ITP is designed to help limit the creeper ads. You know the ones… you see them on two or three positions within one page, 40 times a day for a product you’ve already purchased because the buyers don’t know the concept of frequency capping or audience exclusions. It allows full functionality of conversion and remarketing tags for a 24-hour period and then is limited to only passing through log-in data. After 30 days, the cookies are automatically purged from the browser unless a user revisits the site to reset the cookie.
Let’s say you’re running remarketing for a retail chain, and the holidays are coming up. You’re segmenting your audiences by the products they view, and they’re being assigned to specific remarketing pools based on their activities… pretty basic remarketing strategies. With the ITP update, if they don’t visit your site and product pages daily to refresh that cookie pool, they’ll fall out of the remarketing funnel. So when Black Friday and Cyber Monday roll around, they won’t see any dynamic remarketing based on their activity days, weeks or even months prior to the promotion. That relatively easy sell won’t happen.
Another real world scenario, one of our clients has a 200-day lag time from first interaction with the brand (both paid and unpaid) to transaction. 85% of the last-touch interactions are either direct or branded search, which is pretty standard for their vertical. Any customers converting through Safari will go from 200 days to 1. As a media buyer, we won’t have any visibility into what initially kicked that stone down the hill.
There are two lights at the end of the tunnel:
1. Google Analytics created a work around. They modified the Analytics code to allow conversion data to be passed from AdWords to Analytics for a longer period of time.

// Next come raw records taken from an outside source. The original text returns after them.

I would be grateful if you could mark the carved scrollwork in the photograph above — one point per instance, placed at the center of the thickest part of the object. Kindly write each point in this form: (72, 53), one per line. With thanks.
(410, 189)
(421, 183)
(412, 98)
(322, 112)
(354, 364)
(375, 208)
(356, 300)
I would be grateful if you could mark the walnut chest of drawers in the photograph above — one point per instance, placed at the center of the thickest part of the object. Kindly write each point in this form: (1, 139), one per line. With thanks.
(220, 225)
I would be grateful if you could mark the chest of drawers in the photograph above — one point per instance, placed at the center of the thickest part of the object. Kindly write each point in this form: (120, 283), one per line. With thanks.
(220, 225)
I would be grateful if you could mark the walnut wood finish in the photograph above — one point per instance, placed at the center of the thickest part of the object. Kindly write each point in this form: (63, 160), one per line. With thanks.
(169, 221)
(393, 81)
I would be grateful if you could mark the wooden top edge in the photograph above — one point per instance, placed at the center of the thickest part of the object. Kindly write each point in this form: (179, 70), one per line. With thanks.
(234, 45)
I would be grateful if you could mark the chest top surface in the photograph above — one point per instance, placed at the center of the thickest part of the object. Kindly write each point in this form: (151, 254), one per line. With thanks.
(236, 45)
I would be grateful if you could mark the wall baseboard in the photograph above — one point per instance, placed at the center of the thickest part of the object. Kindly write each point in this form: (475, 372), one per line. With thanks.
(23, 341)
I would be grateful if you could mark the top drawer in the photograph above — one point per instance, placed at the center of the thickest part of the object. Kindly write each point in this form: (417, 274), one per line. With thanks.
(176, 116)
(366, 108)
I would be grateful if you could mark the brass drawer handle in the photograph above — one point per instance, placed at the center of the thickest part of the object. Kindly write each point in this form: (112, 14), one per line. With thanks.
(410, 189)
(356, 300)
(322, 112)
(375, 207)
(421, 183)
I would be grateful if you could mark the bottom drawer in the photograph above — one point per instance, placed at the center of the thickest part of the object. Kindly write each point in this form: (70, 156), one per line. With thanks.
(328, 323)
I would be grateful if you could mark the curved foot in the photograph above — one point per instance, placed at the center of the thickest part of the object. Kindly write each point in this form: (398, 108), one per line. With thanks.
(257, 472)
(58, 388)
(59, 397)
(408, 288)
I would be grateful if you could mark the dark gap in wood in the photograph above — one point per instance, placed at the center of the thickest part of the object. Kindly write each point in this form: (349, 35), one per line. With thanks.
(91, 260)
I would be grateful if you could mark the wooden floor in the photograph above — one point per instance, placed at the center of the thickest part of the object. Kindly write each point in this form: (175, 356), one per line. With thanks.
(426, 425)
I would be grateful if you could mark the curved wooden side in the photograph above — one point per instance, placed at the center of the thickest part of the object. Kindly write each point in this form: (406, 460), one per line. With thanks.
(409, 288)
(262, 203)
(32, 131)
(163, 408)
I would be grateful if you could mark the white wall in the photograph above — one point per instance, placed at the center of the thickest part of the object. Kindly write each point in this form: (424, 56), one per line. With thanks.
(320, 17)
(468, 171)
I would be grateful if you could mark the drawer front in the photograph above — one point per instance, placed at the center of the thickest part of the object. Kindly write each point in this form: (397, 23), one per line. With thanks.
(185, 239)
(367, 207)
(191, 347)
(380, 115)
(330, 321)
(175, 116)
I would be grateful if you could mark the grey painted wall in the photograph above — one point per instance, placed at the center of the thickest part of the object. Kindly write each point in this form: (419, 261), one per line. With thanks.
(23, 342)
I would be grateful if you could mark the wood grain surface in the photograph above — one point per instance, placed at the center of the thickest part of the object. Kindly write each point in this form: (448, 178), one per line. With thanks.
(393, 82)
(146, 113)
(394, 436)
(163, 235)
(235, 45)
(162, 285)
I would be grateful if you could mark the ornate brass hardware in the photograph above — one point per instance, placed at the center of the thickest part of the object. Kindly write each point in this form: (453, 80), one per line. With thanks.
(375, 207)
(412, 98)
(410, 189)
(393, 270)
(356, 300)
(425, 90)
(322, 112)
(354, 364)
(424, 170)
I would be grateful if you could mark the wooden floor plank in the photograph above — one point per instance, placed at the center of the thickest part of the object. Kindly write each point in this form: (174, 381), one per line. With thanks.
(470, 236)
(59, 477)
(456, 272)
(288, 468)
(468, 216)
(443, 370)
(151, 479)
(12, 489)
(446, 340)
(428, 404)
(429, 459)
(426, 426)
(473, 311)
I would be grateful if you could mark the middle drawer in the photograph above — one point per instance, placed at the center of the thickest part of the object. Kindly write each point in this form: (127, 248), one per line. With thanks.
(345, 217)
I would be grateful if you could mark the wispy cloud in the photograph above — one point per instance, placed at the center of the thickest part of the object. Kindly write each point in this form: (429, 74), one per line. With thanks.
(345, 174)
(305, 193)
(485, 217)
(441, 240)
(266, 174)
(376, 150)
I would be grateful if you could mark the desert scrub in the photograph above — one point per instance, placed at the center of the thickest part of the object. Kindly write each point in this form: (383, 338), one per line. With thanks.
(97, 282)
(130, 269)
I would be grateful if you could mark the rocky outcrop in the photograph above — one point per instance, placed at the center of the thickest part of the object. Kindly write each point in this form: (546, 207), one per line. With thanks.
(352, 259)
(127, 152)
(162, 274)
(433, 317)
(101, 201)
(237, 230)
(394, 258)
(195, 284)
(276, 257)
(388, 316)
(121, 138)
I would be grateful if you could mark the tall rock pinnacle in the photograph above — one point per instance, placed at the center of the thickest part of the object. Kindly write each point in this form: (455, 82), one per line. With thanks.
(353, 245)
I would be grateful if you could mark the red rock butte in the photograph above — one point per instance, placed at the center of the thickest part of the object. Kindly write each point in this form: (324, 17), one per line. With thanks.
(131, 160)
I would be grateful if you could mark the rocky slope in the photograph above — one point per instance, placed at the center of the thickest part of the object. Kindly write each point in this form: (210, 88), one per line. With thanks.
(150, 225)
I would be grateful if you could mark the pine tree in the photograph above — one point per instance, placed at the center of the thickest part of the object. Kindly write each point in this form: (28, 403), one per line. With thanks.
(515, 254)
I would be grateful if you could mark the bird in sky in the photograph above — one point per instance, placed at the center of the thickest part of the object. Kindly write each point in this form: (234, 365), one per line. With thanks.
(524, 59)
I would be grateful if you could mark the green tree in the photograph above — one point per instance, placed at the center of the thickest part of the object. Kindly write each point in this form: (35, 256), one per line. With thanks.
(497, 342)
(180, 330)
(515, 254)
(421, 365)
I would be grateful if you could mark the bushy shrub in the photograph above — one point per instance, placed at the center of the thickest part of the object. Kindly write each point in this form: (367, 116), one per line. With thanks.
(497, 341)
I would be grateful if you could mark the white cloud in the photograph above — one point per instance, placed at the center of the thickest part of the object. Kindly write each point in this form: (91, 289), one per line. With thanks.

You may say “no biggie… I don’t care since it’ll still track in Analytics”. Like I’ve referenced before in my rant over Google Attribution, that data is only session-based. It won’t track impression-based conversion data so if you’re using a 3rd party attribution provider that relies on impression-based conversion data, there will be an issue.
2. The High Sierra version of Safari is only for macOS, not iOS, so it just impacts the desktop versions… you can breathe again. With the majority of Safari impressions going towards tablet and mobile, it’ll only affect a small portion of audience segments, but is it only a matter of time? When Apple updates different features to one type of device, they generally roll it out to other devices in the future. iPhones and iPads could be next.
The whole idea surrounding limiting ads that stalk you across the web is great, but that shouldn’t be happening in the first place. Media buyers and planners should know a client’s ideal ad frequency. For those that don’t, I think Mitchell said it best. Media campaigns shouldn’t bombard customers with the same messaging. They should be served valued content at the appropriate time in order to move customers from awareness to the final purchase decision.